上記RT1遊技初期設定処理(ステップS202)では、RT1遊技に移行させるための必要な設定処理が行われ、具体的には、およびRT1遊技が実行中である旨を示すRT1遊技中フラグと、RT1遊技を継続させるための遊技数(以下、「RT1継続遊技数」と称する)とがセットされる。RT1継続遊技数を例えば50回とする場合、継続遊技数を管理するカウンタ(以下、「RT遊技数カウンタ」と称する)に「51」がセットされる(本実施の形態では、RT1継続遊技数は50回であるが、後述するRT遊技管理処理(ステップS21)にて、初回分が減算されてしまうため、RT遊技数カウンタには51がセットされる)。そして、主制御基板400は、RT1遊技初期設定処理(ステップS202)を実行した後、RT遊技設定処理を終了する。
一方、非RT遊技中ではない場合(ステップS200:NO)、次に、主制御基板400は、RT1遊技中であるか否かを判定する(ステップS203)。RT1遊技中であるか否かの判定は、ステップS202の処理でセットされるRT1遊技フラグを確認することによって行われる。
RT1遊技中ではない場合(ステップS203:NO)、そのままRT遊技設定処理を終了する。一方、RT1遊技中である場合(ステップS203:YES)、次に、主制御基板400は、特殊3枚小役に当選したか否かを判定する(ステップS204)。

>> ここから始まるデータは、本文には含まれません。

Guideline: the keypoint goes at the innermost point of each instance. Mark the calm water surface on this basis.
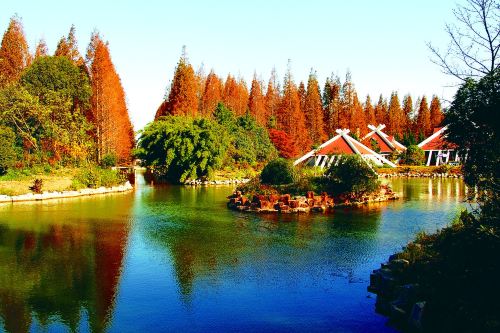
(175, 259)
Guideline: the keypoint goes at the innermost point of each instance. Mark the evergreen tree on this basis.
(436, 113)
(424, 126)
(313, 111)
(14, 53)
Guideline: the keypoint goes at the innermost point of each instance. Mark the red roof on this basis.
(437, 141)
(384, 147)
(340, 146)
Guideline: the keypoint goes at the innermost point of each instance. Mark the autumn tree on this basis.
(331, 105)
(473, 50)
(41, 49)
(257, 103)
(357, 119)
(423, 125)
(182, 99)
(212, 94)
(113, 129)
(14, 53)
(436, 113)
(395, 117)
(313, 110)
(68, 47)
(272, 98)
(369, 112)
(289, 116)
(381, 110)
(347, 102)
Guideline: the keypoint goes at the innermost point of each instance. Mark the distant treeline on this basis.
(304, 116)
(63, 108)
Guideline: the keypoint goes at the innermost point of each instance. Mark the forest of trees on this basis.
(60, 109)
(303, 116)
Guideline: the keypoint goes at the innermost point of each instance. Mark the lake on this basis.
(170, 259)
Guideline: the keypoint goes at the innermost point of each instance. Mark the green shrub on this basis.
(278, 172)
(413, 155)
(109, 160)
(351, 175)
(8, 155)
(94, 177)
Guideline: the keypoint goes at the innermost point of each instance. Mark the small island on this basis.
(282, 188)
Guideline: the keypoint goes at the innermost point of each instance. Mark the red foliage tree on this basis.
(257, 103)
(283, 143)
(313, 111)
(14, 53)
(113, 129)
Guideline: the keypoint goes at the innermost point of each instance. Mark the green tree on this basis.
(352, 175)
(8, 155)
(179, 148)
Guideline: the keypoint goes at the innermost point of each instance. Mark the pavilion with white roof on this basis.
(341, 144)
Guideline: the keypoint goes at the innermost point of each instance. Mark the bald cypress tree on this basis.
(14, 53)
(313, 111)
(182, 99)
(424, 126)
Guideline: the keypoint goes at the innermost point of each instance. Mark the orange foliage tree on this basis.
(212, 94)
(436, 113)
(283, 143)
(358, 119)
(369, 112)
(272, 99)
(381, 111)
(113, 129)
(424, 126)
(289, 117)
(331, 105)
(395, 117)
(14, 53)
(313, 111)
(257, 103)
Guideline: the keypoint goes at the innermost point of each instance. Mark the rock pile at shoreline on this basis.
(65, 194)
(275, 203)
(196, 182)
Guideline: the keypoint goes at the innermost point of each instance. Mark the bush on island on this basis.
(413, 155)
(278, 172)
(351, 175)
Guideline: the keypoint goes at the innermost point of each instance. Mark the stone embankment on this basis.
(420, 174)
(303, 204)
(397, 301)
(65, 194)
(217, 182)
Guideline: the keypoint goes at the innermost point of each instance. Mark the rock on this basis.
(416, 315)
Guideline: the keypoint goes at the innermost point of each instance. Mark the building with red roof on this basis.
(341, 144)
(387, 144)
(437, 150)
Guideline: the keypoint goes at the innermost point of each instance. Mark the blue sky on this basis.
(382, 43)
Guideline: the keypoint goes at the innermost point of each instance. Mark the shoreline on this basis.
(5, 199)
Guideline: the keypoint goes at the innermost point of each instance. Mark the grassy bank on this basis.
(19, 181)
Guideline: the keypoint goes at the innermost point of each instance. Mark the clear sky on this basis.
(382, 43)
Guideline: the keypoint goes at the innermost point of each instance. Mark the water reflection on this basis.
(62, 268)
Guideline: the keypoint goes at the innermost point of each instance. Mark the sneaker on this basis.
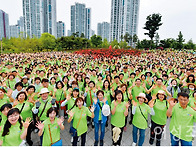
(151, 141)
(133, 144)
(158, 143)
(96, 143)
(101, 142)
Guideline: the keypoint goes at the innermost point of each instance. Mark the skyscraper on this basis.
(60, 29)
(124, 18)
(103, 30)
(49, 15)
(81, 20)
(39, 17)
(4, 25)
(33, 21)
(14, 31)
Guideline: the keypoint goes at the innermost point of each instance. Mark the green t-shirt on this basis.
(107, 94)
(48, 106)
(82, 126)
(54, 129)
(26, 111)
(118, 119)
(138, 120)
(181, 124)
(13, 138)
(59, 95)
(136, 91)
(160, 109)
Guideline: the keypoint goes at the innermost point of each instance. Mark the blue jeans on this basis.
(175, 141)
(141, 137)
(97, 130)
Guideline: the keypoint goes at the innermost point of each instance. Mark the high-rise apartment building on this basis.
(39, 17)
(60, 29)
(124, 18)
(81, 20)
(4, 25)
(103, 30)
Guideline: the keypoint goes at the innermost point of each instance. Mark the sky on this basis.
(177, 15)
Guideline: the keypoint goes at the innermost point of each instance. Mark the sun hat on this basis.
(44, 90)
(106, 110)
(142, 95)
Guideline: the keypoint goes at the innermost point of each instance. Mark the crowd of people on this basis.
(39, 91)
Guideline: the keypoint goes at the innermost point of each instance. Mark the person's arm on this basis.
(114, 109)
(25, 125)
(171, 105)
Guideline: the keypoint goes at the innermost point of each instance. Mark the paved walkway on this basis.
(126, 139)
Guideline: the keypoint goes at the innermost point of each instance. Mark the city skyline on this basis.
(178, 15)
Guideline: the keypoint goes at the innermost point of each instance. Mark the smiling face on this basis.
(21, 97)
(13, 119)
(119, 97)
(52, 115)
(79, 104)
(44, 96)
(183, 101)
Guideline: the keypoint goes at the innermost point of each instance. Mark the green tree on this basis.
(96, 40)
(48, 41)
(123, 44)
(153, 22)
(135, 40)
(180, 41)
(105, 43)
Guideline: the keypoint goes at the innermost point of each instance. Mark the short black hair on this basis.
(183, 94)
(50, 110)
(18, 84)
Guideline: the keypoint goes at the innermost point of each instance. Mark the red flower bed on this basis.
(108, 53)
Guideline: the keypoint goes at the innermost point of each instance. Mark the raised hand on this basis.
(71, 114)
(95, 100)
(127, 105)
(92, 109)
(134, 103)
(115, 103)
(60, 121)
(39, 125)
(27, 122)
(172, 103)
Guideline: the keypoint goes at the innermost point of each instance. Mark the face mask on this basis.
(191, 88)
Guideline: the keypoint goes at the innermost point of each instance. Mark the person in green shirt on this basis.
(25, 111)
(79, 115)
(59, 94)
(14, 131)
(50, 128)
(158, 120)
(140, 111)
(181, 124)
(4, 110)
(119, 110)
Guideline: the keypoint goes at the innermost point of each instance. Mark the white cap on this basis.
(44, 90)
(106, 110)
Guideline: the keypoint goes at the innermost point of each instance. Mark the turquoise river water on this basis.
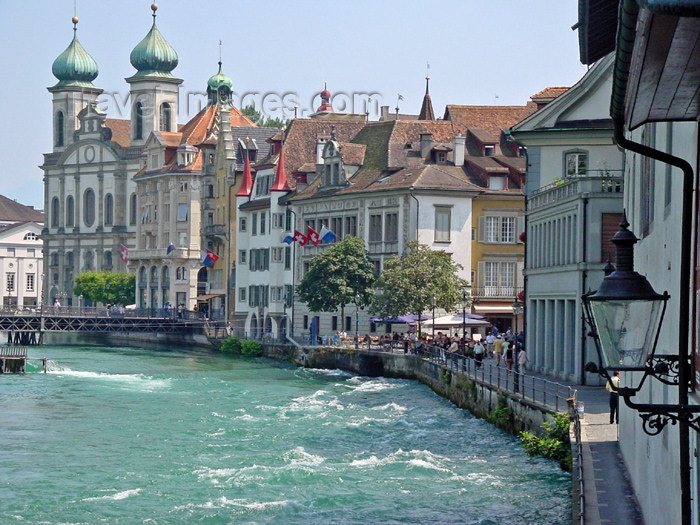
(123, 435)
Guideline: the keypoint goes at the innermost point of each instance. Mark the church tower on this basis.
(154, 90)
(75, 70)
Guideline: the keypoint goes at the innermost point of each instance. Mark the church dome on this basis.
(153, 56)
(75, 67)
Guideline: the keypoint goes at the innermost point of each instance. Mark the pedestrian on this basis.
(509, 350)
(478, 353)
(612, 386)
(497, 349)
(522, 360)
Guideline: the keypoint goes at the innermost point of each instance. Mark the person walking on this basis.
(612, 386)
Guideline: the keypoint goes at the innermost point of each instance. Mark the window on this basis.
(391, 227)
(59, 128)
(132, 209)
(442, 224)
(375, 228)
(109, 209)
(89, 207)
(55, 212)
(500, 230)
(138, 114)
(70, 211)
(576, 163)
(10, 282)
(165, 117)
(182, 212)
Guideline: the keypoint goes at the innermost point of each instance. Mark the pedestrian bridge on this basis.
(27, 326)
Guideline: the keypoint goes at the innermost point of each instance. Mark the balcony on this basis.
(496, 292)
(595, 181)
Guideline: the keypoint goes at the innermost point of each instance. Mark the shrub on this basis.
(251, 347)
(231, 345)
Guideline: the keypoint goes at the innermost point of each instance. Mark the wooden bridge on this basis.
(28, 326)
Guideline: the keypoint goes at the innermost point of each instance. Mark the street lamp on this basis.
(434, 304)
(517, 310)
(465, 304)
(625, 317)
(357, 319)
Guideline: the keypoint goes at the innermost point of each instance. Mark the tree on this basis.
(106, 287)
(410, 281)
(261, 120)
(340, 275)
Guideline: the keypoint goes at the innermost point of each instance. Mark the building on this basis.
(21, 259)
(574, 204)
(654, 107)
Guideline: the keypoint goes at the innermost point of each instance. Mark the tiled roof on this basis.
(13, 211)
(549, 93)
(121, 131)
(300, 141)
(493, 119)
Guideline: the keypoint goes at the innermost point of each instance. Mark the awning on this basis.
(494, 308)
(208, 296)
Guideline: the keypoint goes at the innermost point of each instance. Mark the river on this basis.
(126, 436)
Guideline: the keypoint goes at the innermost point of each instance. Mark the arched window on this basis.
(55, 212)
(70, 211)
(132, 209)
(89, 207)
(59, 128)
(138, 125)
(109, 209)
(165, 117)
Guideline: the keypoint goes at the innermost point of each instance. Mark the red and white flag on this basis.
(313, 236)
(300, 238)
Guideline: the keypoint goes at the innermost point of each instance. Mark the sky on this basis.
(278, 54)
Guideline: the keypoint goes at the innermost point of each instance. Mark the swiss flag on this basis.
(313, 236)
(300, 238)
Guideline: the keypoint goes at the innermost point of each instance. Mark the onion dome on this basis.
(153, 56)
(219, 87)
(75, 67)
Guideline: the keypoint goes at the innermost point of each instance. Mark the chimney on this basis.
(458, 150)
(426, 144)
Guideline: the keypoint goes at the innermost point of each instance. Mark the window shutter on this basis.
(519, 228)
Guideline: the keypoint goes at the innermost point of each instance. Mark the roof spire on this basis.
(280, 183)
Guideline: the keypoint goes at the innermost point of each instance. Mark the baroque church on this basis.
(138, 195)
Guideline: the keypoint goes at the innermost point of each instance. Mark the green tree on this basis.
(340, 275)
(106, 287)
(410, 281)
(261, 120)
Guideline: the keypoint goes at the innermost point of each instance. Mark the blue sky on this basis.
(480, 53)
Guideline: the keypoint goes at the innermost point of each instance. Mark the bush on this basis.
(231, 345)
(251, 347)
(554, 442)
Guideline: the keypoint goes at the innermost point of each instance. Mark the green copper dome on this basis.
(153, 56)
(75, 67)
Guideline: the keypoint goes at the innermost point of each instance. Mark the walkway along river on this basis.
(121, 435)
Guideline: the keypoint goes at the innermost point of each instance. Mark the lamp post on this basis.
(517, 310)
(434, 304)
(357, 319)
(625, 316)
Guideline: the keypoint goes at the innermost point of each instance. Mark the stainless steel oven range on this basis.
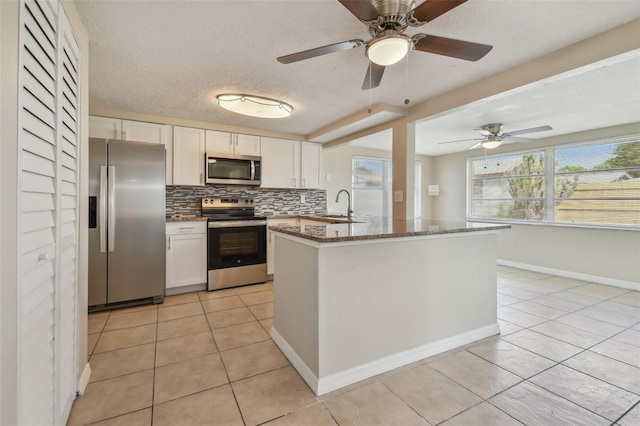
(236, 242)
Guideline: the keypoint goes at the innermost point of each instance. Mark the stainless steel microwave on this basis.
(229, 169)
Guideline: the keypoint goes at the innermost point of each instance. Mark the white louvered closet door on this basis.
(47, 208)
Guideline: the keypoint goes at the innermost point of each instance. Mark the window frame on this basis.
(549, 176)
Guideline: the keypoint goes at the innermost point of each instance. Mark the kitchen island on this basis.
(352, 300)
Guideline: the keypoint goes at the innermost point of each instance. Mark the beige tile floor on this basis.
(568, 354)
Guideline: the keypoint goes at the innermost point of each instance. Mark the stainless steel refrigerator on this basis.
(126, 222)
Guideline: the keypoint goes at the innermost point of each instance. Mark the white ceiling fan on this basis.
(493, 138)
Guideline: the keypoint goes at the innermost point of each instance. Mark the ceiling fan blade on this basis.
(361, 9)
(478, 145)
(319, 51)
(374, 71)
(461, 140)
(431, 9)
(513, 139)
(523, 131)
(450, 47)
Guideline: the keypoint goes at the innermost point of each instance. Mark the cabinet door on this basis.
(140, 131)
(104, 127)
(186, 260)
(310, 165)
(219, 142)
(247, 145)
(188, 156)
(280, 163)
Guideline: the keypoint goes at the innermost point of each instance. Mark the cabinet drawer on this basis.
(180, 228)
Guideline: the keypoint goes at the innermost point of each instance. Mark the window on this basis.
(509, 187)
(371, 184)
(596, 183)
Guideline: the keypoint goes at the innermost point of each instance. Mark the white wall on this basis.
(600, 255)
(83, 235)
(337, 164)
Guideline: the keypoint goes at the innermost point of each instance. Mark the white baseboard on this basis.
(570, 274)
(83, 381)
(303, 369)
(323, 385)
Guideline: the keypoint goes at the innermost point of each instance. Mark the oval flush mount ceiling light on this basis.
(254, 106)
(388, 48)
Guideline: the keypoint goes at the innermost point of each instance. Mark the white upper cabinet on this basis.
(138, 131)
(188, 156)
(280, 163)
(291, 164)
(146, 132)
(310, 165)
(104, 127)
(232, 143)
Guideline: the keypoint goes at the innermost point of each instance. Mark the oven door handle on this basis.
(237, 223)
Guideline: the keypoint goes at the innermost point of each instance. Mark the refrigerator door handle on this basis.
(111, 216)
(103, 209)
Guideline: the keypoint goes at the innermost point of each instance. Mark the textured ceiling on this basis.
(172, 58)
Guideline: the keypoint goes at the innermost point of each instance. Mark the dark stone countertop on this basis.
(368, 228)
(169, 219)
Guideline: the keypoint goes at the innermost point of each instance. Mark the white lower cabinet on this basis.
(186, 256)
(270, 239)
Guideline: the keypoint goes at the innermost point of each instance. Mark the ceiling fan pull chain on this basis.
(406, 79)
(370, 110)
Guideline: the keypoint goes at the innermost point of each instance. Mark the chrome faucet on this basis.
(349, 211)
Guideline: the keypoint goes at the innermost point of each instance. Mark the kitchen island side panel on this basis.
(349, 310)
(381, 299)
(295, 292)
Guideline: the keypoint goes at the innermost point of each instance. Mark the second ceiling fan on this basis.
(387, 20)
(492, 136)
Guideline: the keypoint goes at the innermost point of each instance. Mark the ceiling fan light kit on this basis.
(491, 143)
(254, 106)
(388, 49)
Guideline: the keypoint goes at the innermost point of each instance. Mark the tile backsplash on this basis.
(184, 201)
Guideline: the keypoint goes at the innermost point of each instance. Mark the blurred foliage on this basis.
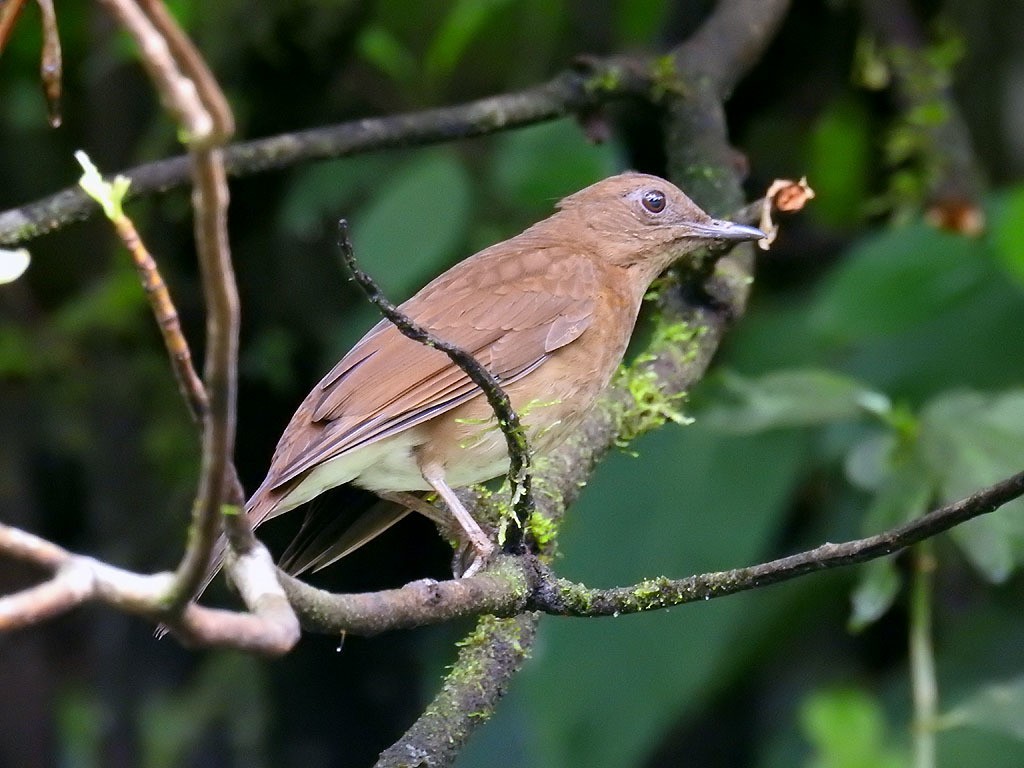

特殊3枚小役に当選していない場合(ステップS204:NO)、そのままRT遊技設定処理を終了する。一方、特殊3枚小役に当選している場合(ステップS204:YES)、次に、主制御基板400は、RT2遊技初期設定処理を実行する(ステップS205)。このように、本実施の形態では、RT1遊技中において「特殊3枚小役」に当選した場合に限り、RT2遊技に移行することが可能となっている。
上記RT2遊技初期設定処理(ステップS205)では、RT2遊技に移行させるための必要な初期設定処理が行われ、具体的には、およびRT2遊技が実行中である旨を示すRT2遊技中フラグと、RT2遊技を継続させるための遊技数(以下、「RT2継続遊技数」と称する)とがセットされる。RT2継続遊技数を例えば30回とする場合、RT遊技数カウンタに「31」がセットされる。そして、主制御基板400は、RT2遊技初期設定処理(ステップS205)を実行した後、RT遊技設定処理を終了する。
以上のように、本実施の形態では、RT1遊技へ移行するための移行条件として、非RT遊技中に「特殊6枚小役」に当選した場合か、またはBB遊技が終了した場合(ステップS27:図4B参照)を移行条件としている。また、RT2遊技へ移行するための条件は、RT1遊技中に「特殊3枚小役」に当選した場合を移行条件としている。したがって、非RT遊技中に「特殊3枚小役」に当選してもRT1遊技に移行されず、RT1遊技中に「特殊6枚小役」に当選してもRT2遊技には移行されないようになっている。なお、前記移行条件は特に限定されず、目的に応じて適宜変更することができる。
次に、図7を参照して、図4Aの主制御側のメイン処理におけるRT遊技管理処理(ステップS21)について詳細に説明する。図7は、RT遊技管理処理を示すフローチャートである。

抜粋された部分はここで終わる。